J’ai 53 ans pur marseillais, j’ai toujours fréquenté des lieux gays et croyez moi ce n’était pas des extraterrestres… beaucoup sont présents depuis des décennies et ne se sont JAMAIS cachés de peur de qui que se soit et de quoi que se soit bien au contraire ma génération est celle qui a su avec détermination se montrer aux yeux du monde… ils étaient où c’est jeunes patrons qui pensent tout révolutionner quand nous faisions des chars pour la gay pride avec un seul but se montrer!!!! Sans compter la programmation que ces manifestations entraînent dans TOUS les établissements gay de Marseille en terrasse pas au fond d’une salle minable bien cachée et bien gardée par des videurs !!!

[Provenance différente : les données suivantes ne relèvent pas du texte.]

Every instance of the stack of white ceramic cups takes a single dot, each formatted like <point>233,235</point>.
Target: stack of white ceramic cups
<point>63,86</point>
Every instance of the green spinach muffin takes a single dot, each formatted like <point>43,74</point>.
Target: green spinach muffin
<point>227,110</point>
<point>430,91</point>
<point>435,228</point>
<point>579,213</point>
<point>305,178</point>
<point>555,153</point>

Que se soit au New cancan au Polikarpov au play bar au trash au pulse au bistro Venitien chez la célèbre Marie et bien d’autres établissements qui illuminent depuis des décennies les nuits arc en ciel de Marseille et le jour aussi d’ailleurs !!!!
Ne vous prenez pas pour des révolutionnaires vous utilisez simplement les recettes de vos aînés… mais l’art de manier la bonne cuisine c’est pas donner à tout le monde … rien que pour cet article je ne mettrais jamais les pieds dans cet établissement qui manque de respect à tous ceux qui ont tout fait … et je me ferai un plaisir de venter votre stratégie prétentieuse pour que tout le monde sache qui vous êtes mais sans journaliste dans notre milieu on en a pas besoin le bouche à oreille fonctionne très bien….
Bruno Ruiz.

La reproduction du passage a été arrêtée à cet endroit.